Since the control objective is to ensure stable operation of the system and to ensure good performance on the ac side, therefore,G dc andG v with a priority. In the context of figure 2 of the drawings,G dc orG v Firstly, evaluating and comparing all available switch states of the inverter to obtain K selected objective functionsG dc OrGSmaller voltage vectors, and then deliver to the next control step;
evaluating each voltage vector by a first evaluation moduleIs/are as followsG dc OrG v Selecting K objective functionsG dc OrG v A smaller voltage vector;
evaluating the K selected voltage vectors by means of a second evaluation moduleG v OrG dc Selecting M target functions from K voltage vectorsG v OrG dc A smaller voltage vector;
evaluating the M selected voltage vectors by means of a third evaluation moduleG i Selecting and obtaining an objective function from M voltage vectorsG i And the minimum voltage vector is the optimal voltage vector in the next control period.
The foregoing "G dc OrG v "and"G v OrG dc "means that the first evaluation module can be paired withG dc To evaluate, can alsoG v Performing evaluation if the first evaluation module is rightG dc The second evaluation module is used for evaluationG v The evaluation is carried out by naming the evaluation mode asG dcc (ii) a If the first evaluation module pairG v The second evaluation module is used for evaluationG dc The evaluation is carried out by naming the evaluation asG cdc
And 7: a simulation model is built by Matlab/Simulink, and the provided scheme is verified, wherein the specific implementation process is as follows:
different evaluation sequences (G v AndG dc ) And different values of K and M will affect the performance of the system, different evaluation sequences and different values of K and M are selected, and the average switching frequency is adjustedfThe dc voltage error and the ac side capacitor voltage amplitude error are compared as shown in fig. 3 (a) to 3 (c) and fig. 4 (a) to 4 (c), wherein,G dcc the dc portion is first evaluated for the first time,G cdc indicating side current of ACThe capacitance voltage is first evaluated.
FIGS. 3 (a) to 3 (c) are the results of comparison when M is 2,K and when K is 7,M, and when K is 3242, it can be seen from observation that, when the value of K is relatively large,G dc hardly plays a role, and thus oscillation occurs.
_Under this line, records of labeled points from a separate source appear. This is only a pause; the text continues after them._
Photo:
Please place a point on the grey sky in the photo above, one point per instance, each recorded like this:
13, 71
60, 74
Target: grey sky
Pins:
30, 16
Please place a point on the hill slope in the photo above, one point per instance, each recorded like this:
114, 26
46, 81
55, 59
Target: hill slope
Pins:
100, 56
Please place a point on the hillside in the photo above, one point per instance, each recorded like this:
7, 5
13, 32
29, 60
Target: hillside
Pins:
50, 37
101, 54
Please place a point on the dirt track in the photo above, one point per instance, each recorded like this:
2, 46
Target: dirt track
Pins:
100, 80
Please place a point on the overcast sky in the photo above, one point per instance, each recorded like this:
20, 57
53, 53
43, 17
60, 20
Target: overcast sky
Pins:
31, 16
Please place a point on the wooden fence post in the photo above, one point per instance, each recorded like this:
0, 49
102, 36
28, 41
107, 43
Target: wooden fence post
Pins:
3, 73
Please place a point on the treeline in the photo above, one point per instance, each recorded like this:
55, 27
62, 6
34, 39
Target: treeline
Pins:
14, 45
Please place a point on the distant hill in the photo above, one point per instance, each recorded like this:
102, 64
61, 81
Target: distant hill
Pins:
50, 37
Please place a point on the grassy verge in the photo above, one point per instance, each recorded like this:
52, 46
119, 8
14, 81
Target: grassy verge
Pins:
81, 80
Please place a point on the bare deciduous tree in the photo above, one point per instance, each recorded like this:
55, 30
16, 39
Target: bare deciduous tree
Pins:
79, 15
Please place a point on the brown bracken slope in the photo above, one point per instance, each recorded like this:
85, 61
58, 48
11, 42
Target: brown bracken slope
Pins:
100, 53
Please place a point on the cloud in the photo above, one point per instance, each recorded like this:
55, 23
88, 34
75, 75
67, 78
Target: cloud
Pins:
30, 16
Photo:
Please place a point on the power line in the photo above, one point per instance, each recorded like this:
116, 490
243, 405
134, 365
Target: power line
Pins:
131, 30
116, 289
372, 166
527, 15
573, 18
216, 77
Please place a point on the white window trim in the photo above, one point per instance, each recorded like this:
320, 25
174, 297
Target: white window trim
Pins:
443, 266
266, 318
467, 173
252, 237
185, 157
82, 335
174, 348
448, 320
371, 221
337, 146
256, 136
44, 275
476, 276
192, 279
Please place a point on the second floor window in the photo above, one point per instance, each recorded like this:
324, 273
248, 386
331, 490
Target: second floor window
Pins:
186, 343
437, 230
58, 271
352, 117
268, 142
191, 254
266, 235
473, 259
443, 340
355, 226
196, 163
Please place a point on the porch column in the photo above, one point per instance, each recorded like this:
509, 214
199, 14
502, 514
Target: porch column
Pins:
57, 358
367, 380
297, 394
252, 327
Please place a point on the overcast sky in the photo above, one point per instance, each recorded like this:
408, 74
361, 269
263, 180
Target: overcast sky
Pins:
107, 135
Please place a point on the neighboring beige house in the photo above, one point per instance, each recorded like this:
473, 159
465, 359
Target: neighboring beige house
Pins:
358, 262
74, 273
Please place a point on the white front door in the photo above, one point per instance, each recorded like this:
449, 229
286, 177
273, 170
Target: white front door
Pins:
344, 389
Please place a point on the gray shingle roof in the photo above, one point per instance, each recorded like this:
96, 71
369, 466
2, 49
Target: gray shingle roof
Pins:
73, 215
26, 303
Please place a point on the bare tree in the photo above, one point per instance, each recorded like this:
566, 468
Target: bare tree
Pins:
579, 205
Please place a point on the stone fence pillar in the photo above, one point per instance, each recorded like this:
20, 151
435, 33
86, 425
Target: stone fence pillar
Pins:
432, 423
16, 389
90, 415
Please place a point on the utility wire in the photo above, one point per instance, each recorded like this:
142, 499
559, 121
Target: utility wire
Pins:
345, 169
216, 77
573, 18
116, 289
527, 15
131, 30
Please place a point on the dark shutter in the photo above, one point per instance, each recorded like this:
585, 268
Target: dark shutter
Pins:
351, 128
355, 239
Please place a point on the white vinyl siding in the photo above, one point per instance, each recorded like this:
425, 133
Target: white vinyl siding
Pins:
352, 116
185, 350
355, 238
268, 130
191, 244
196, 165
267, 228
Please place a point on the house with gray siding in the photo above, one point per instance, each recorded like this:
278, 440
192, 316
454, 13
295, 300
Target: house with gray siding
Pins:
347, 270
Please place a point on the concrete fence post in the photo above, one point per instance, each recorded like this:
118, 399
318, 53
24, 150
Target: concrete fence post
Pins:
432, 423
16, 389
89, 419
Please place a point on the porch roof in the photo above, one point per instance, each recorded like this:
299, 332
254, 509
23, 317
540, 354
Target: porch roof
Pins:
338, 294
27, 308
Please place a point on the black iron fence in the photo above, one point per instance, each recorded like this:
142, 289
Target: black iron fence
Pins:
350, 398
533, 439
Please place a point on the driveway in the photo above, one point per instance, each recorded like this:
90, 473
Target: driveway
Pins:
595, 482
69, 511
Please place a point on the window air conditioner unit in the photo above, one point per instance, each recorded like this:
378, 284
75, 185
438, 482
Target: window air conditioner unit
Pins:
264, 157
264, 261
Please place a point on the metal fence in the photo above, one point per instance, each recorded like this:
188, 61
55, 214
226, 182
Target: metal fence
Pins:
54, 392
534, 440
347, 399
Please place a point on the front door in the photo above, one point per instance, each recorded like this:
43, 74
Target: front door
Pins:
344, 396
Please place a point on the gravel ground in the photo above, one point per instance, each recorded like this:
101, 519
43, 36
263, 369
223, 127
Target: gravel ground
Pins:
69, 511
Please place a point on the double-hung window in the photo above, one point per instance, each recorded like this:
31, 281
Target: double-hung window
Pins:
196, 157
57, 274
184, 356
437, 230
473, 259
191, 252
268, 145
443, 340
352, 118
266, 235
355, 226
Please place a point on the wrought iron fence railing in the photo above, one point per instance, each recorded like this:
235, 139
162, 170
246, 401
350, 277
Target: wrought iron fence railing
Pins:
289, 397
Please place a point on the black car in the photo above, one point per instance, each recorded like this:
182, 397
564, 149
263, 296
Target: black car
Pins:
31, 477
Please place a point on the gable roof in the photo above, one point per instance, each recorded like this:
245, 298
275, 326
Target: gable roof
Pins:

When both the value of K and the value of M are relatively small,G dc andG v all play a great role. Observation ofG cdc Can find that firstly, the first pairG v When the value of K is smaller, the quality of the voltage on the alternating current side is higher, but the voltage on the direct current side is influenced to a certain extent. When the value of K is large, the smaller the value of M,G dc the larger the effect, the better the voltage performance on the dc side, but the voltage performance on the ac side is affected to some extent. Meanwhile, the larger the value of K, the larger the corresponding calculation amount. The voltage stability on the ac side is balanced against the voltage quality on the dc side, and it is recommended to choose a value of K that is half the total number of switch states.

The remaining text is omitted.